Kinetics of Excision Repair Synthesis Induced by N -Acetoxy-2-acetylaminofluorene and Ultraviolet Irradiation in Human Diploid Fibroblasts

Abstract
The rate of DNA repair synthesis was studied with the use of [3H)thymidine to pulse confluent, hydroxyurea-treated human diploid fibroblasts (WI-38) at intervals up to 76 hours after treatment with either 45 erg UV irradiation/mm2 or 10 μM N-ace-toxy-2-acetylaminofluorene (NA-AAF). These doses induced equal repair incorporation during the first 4 hours after exposure.
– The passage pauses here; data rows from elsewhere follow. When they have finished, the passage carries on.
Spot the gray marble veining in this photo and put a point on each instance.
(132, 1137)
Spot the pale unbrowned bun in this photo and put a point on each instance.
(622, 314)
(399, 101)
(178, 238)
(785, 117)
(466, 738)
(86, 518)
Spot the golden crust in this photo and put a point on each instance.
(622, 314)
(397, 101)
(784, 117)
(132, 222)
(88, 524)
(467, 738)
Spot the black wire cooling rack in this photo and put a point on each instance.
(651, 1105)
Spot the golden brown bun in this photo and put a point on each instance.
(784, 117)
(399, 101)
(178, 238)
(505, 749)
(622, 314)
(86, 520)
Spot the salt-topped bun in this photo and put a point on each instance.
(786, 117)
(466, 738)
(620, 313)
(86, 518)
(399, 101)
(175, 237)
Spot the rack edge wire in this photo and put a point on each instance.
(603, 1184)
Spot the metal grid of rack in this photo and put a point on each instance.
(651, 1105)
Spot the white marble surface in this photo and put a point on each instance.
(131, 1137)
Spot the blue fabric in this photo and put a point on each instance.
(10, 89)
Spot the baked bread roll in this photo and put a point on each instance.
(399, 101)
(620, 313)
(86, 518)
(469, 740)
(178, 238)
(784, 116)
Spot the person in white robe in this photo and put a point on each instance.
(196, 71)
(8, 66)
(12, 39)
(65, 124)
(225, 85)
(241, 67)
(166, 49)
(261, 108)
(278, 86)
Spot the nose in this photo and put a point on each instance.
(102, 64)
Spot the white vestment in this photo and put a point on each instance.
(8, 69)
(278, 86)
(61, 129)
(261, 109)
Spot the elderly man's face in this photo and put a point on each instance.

During this Initial period, the UV-treated cells showed an almost linear increase in repair synthesis, whereas the chemically treated cells showed a lag from 0 to 30 minutes, followed by a linear incorporation from 30 minutes to 4 hours. After UV exposure, the rate of DNA repair synthesis was highest from 0 to 4 hours and decreased considerably by 8–12 hours, so that by 24–28 hours, the rate was only 20% of that from 0 to 4 hours; by 72–76 hours, incorporation was close to levels of the nonirradiated controls. The rate of repair synthesis after continuous NA-AAF administration decreased much more slowly, and by 72–76 hours was still about 50% of that from 0 to 4 hours. Removal of NA-AAF from the cultures at 4 hours reduced the 72- to 76- hour Incorporation to 30% of the 0- to 4-hour value. These characteristic profiles of DNA repair synthesis were observed through a range of doses of both UV and NA-AAF, from conditions where cell survival was good to conditions approaching lethality.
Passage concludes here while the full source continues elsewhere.